Reduce oven temperature to 300°F/149°C.
In a large bowl, beat the room temperature cream cheese, sugar and flour on low speed until well combined and creamy smooth. Be sure to use lower speed to reduce the amount of air added to the batter, which can cause cracks.
Add the sour cream, lemon juice, and lemon zest and mix on low speed until well blended.
Add the eggs one at a time, mixing slowly to combine after each addition, then add the egg yolks and mix until blended. Scrape down the sides of the bowl as needed to make sure everything is well combined.
Gently stir the blueberries into the batter.
Pour the cheesecake batter evenly into the crust.
Place the springform pan inside another larger pan. Fill the outside pan with very hot water about halfway up the sides of the springform pan. Making sure the water does not go over the top of the aluminum foil.
Bake for 1 hour 15 minutes.

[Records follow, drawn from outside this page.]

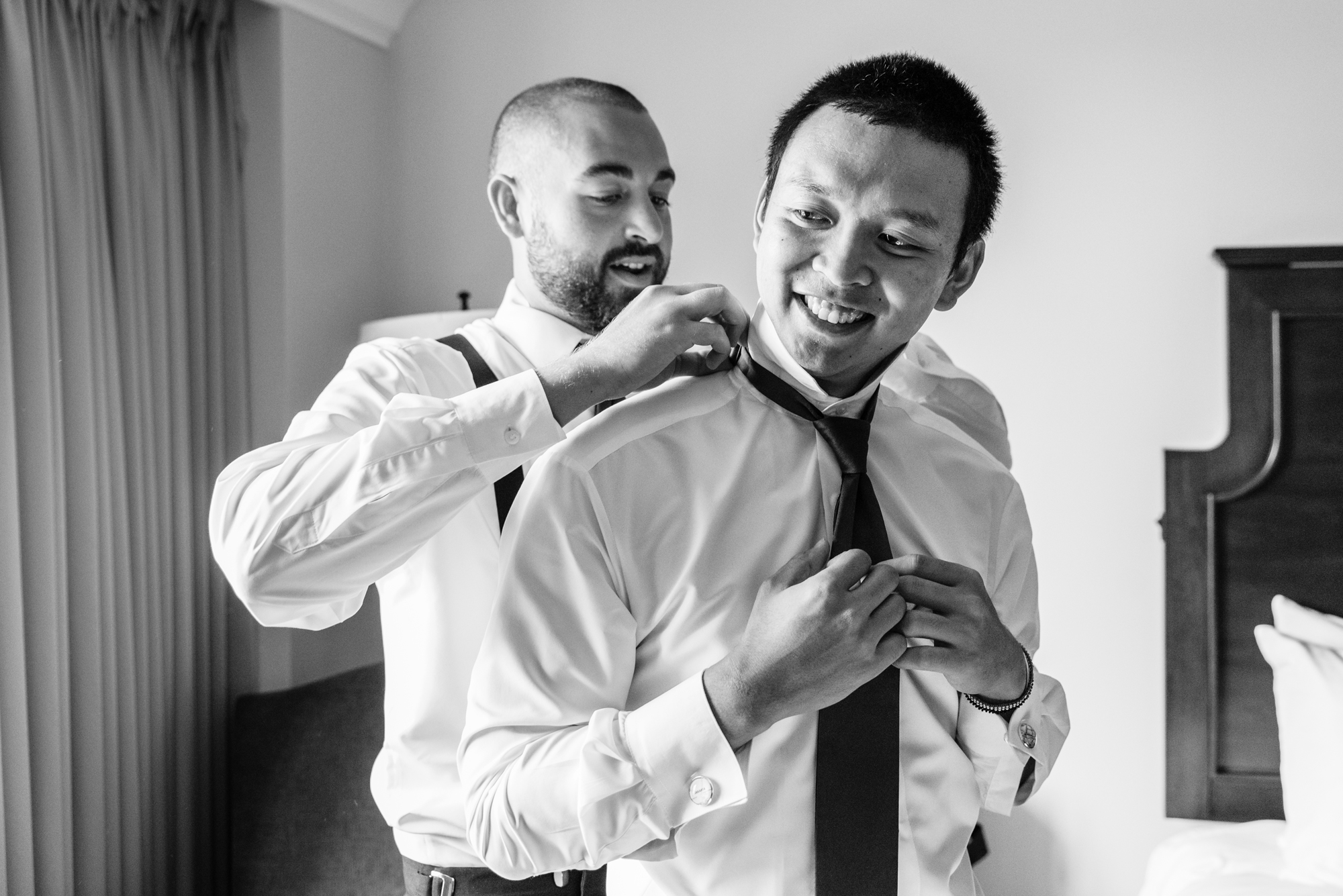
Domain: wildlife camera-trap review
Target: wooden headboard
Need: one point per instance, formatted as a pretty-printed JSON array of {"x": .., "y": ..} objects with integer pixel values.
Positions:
[{"x": 1259, "y": 515}]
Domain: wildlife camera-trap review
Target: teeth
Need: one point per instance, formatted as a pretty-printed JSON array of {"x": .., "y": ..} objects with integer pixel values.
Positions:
[{"x": 832, "y": 313}]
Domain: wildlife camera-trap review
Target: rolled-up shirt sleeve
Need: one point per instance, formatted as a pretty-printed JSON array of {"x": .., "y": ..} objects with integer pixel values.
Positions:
[
  {"x": 1013, "y": 757},
  {"x": 397, "y": 443},
  {"x": 559, "y": 773}
]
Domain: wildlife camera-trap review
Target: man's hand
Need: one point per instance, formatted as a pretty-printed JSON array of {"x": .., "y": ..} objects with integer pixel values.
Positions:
[
  {"x": 817, "y": 632},
  {"x": 648, "y": 342},
  {"x": 972, "y": 646}
]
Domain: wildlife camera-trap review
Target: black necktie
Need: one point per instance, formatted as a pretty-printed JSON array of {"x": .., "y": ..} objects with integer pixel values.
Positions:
[{"x": 858, "y": 811}]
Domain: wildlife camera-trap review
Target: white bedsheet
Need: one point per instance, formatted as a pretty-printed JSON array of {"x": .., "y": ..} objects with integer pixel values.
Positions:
[{"x": 1232, "y": 860}]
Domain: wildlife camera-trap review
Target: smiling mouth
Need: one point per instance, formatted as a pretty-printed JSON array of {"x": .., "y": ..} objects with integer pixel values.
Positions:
[
  {"x": 632, "y": 267},
  {"x": 832, "y": 313}
]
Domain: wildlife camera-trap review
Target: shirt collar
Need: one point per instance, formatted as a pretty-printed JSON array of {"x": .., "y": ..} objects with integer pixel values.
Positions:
[
  {"x": 541, "y": 337},
  {"x": 768, "y": 348}
]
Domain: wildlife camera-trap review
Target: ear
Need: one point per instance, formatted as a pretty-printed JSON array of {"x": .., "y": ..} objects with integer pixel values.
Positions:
[
  {"x": 962, "y": 277},
  {"x": 758, "y": 224},
  {"x": 503, "y": 195}
]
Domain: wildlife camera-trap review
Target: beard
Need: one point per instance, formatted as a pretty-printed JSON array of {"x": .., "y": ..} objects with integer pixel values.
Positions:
[{"x": 578, "y": 283}]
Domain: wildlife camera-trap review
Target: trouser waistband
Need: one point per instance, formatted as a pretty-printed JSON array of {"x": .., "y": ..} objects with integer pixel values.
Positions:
[{"x": 432, "y": 881}]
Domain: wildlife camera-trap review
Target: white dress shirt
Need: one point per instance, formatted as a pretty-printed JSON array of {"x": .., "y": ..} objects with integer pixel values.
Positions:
[
  {"x": 389, "y": 479},
  {"x": 632, "y": 561}
]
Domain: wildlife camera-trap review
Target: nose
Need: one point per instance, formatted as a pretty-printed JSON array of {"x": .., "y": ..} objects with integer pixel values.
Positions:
[
  {"x": 843, "y": 258},
  {"x": 645, "y": 221}
]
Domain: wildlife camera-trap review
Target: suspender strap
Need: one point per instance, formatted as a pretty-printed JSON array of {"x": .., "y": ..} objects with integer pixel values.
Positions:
[{"x": 506, "y": 489}]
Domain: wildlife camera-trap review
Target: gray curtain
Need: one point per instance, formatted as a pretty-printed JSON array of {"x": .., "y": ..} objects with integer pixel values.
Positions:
[{"x": 123, "y": 393}]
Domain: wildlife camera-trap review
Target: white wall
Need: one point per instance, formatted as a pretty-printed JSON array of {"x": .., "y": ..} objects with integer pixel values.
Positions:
[
  {"x": 318, "y": 111},
  {"x": 1137, "y": 138}
]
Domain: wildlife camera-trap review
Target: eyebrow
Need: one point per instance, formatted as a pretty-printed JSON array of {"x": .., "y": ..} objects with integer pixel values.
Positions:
[
  {"x": 621, "y": 169},
  {"x": 921, "y": 219}
]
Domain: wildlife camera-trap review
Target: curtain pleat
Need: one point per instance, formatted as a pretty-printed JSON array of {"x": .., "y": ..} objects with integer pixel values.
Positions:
[{"x": 123, "y": 393}]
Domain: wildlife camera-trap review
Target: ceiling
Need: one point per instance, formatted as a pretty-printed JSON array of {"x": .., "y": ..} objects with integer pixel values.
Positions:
[{"x": 373, "y": 20}]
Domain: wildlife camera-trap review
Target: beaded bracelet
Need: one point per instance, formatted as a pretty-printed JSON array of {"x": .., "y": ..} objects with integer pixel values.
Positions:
[{"x": 994, "y": 706}]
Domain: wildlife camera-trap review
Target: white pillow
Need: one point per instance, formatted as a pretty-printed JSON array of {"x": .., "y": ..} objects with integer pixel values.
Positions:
[{"x": 1306, "y": 651}]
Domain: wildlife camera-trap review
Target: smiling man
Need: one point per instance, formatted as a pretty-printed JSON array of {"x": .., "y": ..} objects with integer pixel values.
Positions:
[
  {"x": 404, "y": 471},
  {"x": 652, "y": 687}
]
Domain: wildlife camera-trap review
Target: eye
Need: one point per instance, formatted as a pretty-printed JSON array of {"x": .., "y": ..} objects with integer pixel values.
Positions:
[
  {"x": 898, "y": 242},
  {"x": 809, "y": 216}
]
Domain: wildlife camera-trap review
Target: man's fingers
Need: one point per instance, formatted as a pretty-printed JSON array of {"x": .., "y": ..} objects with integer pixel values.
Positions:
[
  {"x": 934, "y": 569},
  {"x": 930, "y": 659},
  {"x": 890, "y": 613},
  {"x": 922, "y": 623},
  {"x": 801, "y": 566},
  {"x": 712, "y": 302},
  {"x": 712, "y": 334},
  {"x": 849, "y": 568},
  {"x": 880, "y": 584},
  {"x": 891, "y": 647},
  {"x": 926, "y": 593}
]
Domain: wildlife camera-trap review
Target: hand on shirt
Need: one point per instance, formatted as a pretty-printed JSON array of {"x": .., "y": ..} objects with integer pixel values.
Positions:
[
  {"x": 817, "y": 632},
  {"x": 950, "y": 605},
  {"x": 648, "y": 342}
]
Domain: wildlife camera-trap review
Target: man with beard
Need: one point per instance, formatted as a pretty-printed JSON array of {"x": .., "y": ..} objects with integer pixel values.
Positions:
[{"x": 387, "y": 479}]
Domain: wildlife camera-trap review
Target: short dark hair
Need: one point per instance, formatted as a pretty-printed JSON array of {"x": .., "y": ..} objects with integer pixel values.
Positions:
[
  {"x": 541, "y": 102},
  {"x": 905, "y": 90}
]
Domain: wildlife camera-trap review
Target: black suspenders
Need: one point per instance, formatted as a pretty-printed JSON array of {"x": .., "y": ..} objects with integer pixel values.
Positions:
[{"x": 506, "y": 489}]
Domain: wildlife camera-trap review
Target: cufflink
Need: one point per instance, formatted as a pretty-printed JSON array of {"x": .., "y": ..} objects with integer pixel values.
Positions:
[
  {"x": 702, "y": 791},
  {"x": 1027, "y": 734}
]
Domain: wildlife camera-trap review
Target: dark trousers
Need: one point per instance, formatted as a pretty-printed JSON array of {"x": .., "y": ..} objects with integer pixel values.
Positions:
[{"x": 483, "y": 882}]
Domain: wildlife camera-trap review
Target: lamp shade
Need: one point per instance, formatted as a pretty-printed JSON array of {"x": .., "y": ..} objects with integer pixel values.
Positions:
[{"x": 432, "y": 325}]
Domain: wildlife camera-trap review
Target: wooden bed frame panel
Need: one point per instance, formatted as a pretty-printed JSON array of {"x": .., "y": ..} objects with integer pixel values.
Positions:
[{"x": 1260, "y": 514}]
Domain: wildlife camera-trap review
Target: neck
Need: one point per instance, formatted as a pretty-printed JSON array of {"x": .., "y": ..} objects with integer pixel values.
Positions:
[
  {"x": 852, "y": 385},
  {"x": 535, "y": 297}
]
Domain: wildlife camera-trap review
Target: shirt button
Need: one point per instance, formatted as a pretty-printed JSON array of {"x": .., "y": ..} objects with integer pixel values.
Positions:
[
  {"x": 1028, "y": 736},
  {"x": 702, "y": 791}
]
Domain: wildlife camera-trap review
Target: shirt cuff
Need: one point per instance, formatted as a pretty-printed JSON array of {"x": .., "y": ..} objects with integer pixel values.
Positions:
[
  {"x": 688, "y": 764},
  {"x": 996, "y": 746},
  {"x": 508, "y": 419}
]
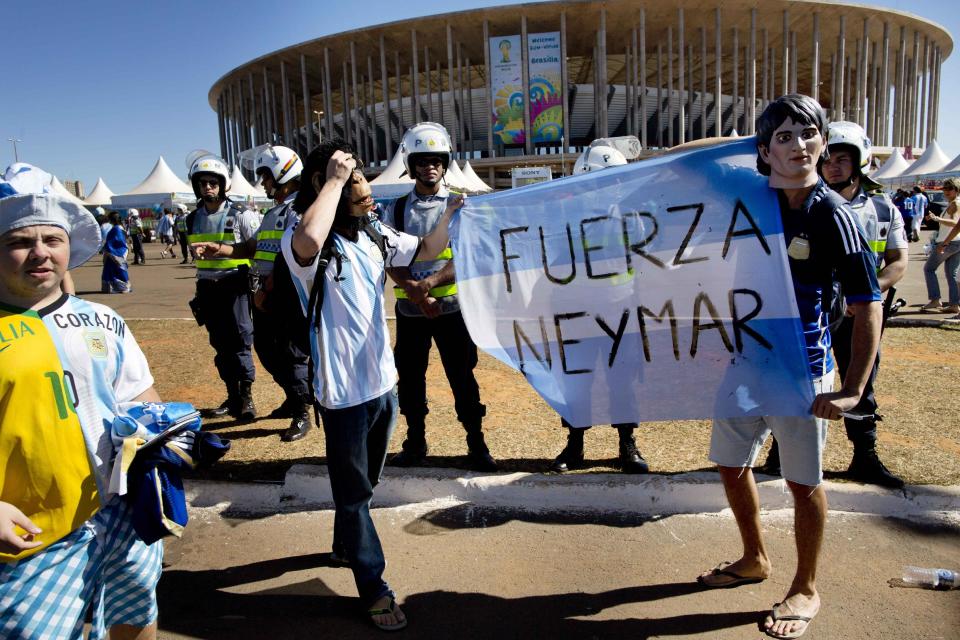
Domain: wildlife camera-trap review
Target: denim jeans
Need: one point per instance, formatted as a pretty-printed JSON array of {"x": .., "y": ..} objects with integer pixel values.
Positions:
[
  {"x": 950, "y": 256},
  {"x": 357, "y": 439}
]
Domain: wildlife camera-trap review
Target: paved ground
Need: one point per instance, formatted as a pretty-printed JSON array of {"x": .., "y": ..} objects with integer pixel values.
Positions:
[{"x": 463, "y": 572}]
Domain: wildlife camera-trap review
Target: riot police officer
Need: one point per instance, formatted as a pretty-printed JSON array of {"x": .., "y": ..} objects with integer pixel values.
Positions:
[
  {"x": 280, "y": 332},
  {"x": 222, "y": 301},
  {"x": 427, "y": 306}
]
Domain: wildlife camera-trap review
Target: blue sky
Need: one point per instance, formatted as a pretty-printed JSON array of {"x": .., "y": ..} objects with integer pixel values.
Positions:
[{"x": 103, "y": 88}]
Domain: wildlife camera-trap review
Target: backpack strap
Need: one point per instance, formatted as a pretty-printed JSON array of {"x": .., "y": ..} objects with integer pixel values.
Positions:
[{"x": 400, "y": 205}]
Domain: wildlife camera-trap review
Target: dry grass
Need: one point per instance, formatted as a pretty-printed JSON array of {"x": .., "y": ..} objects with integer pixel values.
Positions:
[{"x": 919, "y": 437}]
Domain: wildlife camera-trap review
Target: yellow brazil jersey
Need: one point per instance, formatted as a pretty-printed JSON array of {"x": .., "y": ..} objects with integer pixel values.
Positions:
[
  {"x": 63, "y": 371},
  {"x": 46, "y": 471}
]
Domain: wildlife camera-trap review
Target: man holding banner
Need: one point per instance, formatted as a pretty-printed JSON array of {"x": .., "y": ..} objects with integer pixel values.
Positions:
[{"x": 824, "y": 243}]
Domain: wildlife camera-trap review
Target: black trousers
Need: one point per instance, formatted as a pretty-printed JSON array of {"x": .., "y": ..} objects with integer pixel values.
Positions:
[
  {"x": 862, "y": 431},
  {"x": 280, "y": 354},
  {"x": 459, "y": 357},
  {"x": 225, "y": 309}
]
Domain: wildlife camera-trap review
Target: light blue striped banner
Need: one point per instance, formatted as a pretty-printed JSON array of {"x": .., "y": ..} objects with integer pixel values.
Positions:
[{"x": 658, "y": 290}]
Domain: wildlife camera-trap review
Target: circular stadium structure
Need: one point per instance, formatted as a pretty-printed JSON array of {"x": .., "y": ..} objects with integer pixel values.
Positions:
[{"x": 531, "y": 84}]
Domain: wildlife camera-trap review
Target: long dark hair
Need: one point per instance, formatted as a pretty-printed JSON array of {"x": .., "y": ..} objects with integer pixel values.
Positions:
[{"x": 799, "y": 108}]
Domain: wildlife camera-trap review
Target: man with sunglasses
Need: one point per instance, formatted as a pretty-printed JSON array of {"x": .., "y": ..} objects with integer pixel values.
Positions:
[
  {"x": 222, "y": 302},
  {"x": 428, "y": 309}
]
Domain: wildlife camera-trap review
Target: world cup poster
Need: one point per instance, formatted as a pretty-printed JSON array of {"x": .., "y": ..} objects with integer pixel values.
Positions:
[
  {"x": 546, "y": 108},
  {"x": 506, "y": 82}
]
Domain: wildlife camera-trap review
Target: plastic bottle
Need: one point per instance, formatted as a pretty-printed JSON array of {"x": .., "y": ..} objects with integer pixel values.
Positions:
[{"x": 936, "y": 578}]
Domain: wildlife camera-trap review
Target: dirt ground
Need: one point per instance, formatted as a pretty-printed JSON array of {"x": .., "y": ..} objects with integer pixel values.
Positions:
[{"x": 919, "y": 436}]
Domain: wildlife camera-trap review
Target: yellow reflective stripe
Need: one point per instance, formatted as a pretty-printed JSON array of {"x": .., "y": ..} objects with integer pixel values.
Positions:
[
  {"x": 437, "y": 292},
  {"x": 211, "y": 237},
  {"x": 446, "y": 254},
  {"x": 221, "y": 264}
]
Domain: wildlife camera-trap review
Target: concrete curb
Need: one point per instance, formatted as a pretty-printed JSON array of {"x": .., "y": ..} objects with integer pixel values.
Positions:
[{"x": 307, "y": 487}]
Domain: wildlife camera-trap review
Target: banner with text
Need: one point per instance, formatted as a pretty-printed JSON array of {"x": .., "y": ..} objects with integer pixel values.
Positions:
[
  {"x": 546, "y": 108},
  {"x": 654, "y": 291},
  {"x": 506, "y": 83}
]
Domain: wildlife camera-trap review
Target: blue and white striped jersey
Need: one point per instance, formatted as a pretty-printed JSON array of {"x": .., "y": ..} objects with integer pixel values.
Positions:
[{"x": 351, "y": 353}]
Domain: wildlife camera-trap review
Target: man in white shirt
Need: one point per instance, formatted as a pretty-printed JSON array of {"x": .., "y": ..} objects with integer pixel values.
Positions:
[{"x": 354, "y": 377}]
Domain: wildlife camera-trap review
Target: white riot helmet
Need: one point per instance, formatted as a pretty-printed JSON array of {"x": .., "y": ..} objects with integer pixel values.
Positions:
[
  {"x": 283, "y": 163},
  {"x": 597, "y": 158},
  {"x": 850, "y": 134},
  {"x": 213, "y": 165},
  {"x": 426, "y": 138}
]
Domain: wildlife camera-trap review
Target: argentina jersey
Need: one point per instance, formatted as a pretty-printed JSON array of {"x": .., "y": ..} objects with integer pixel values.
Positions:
[
  {"x": 103, "y": 366},
  {"x": 351, "y": 353}
]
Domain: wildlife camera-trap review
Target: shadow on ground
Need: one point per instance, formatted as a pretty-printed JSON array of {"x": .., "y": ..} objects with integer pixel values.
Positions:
[{"x": 222, "y": 603}]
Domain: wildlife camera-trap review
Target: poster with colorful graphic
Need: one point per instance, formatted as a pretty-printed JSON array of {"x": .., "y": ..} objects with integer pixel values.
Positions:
[
  {"x": 546, "y": 108},
  {"x": 506, "y": 83}
]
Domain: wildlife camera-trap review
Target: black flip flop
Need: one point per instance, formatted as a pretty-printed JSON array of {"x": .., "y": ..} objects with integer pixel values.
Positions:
[{"x": 736, "y": 580}]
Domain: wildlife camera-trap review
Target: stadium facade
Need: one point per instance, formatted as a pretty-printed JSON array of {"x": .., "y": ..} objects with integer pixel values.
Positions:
[{"x": 666, "y": 72}]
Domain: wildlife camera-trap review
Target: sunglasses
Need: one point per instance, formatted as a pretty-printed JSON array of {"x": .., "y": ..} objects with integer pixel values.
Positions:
[{"x": 428, "y": 162}]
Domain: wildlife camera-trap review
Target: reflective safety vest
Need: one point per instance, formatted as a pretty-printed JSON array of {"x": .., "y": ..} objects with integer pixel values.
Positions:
[
  {"x": 426, "y": 266},
  {"x": 268, "y": 238},
  {"x": 876, "y": 215},
  {"x": 215, "y": 228}
]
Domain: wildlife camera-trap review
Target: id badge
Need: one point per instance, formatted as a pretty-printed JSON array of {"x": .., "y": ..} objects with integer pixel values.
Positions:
[{"x": 799, "y": 248}]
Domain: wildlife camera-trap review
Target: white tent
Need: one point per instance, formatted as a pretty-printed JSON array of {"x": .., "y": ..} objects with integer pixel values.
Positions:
[
  {"x": 478, "y": 184},
  {"x": 240, "y": 187},
  {"x": 893, "y": 167},
  {"x": 160, "y": 180},
  {"x": 101, "y": 194},
  {"x": 457, "y": 181},
  {"x": 392, "y": 181},
  {"x": 61, "y": 191},
  {"x": 933, "y": 160}
]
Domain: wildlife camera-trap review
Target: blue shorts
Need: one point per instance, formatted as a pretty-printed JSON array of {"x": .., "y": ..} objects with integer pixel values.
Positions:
[
  {"x": 735, "y": 442},
  {"x": 102, "y": 564}
]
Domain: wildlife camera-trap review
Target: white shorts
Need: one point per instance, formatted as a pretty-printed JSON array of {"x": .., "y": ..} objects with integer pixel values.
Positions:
[
  {"x": 102, "y": 564},
  {"x": 735, "y": 442}
]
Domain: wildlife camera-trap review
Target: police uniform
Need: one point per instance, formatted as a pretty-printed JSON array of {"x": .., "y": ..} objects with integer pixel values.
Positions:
[
  {"x": 415, "y": 331},
  {"x": 223, "y": 291},
  {"x": 883, "y": 228},
  {"x": 278, "y": 336}
]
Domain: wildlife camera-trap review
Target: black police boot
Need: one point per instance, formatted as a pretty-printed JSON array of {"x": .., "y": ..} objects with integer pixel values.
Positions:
[
  {"x": 414, "y": 447},
  {"x": 478, "y": 455},
  {"x": 866, "y": 467},
  {"x": 247, "y": 411},
  {"x": 299, "y": 425},
  {"x": 572, "y": 455},
  {"x": 630, "y": 459},
  {"x": 772, "y": 466},
  {"x": 287, "y": 409}
]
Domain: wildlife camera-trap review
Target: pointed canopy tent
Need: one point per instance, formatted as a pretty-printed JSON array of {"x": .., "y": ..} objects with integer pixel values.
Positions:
[
  {"x": 101, "y": 194},
  {"x": 240, "y": 187},
  {"x": 392, "y": 181},
  {"x": 892, "y": 168},
  {"x": 160, "y": 180},
  {"x": 933, "y": 160},
  {"x": 57, "y": 187},
  {"x": 478, "y": 183}
]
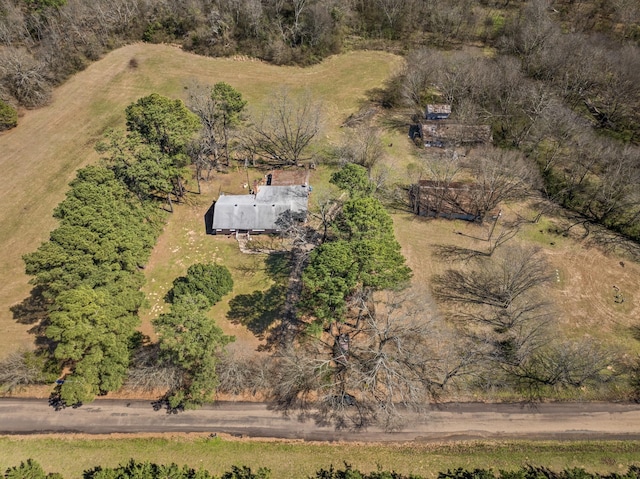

The center should be set, but still jiggly about 3-4” from the center.
Turn off the oven and leave the door closed for 30 minutes. The cheesecake will continue to cook, but also slowly cools down.
Crack the oven door for 30 minutes to allow the cheesecake to continue to cool gradually. This process helps prevent cracking.
Remove the cheesecake from the oven, and remove the aluminum foil. Set on a rack to finish cooling completely.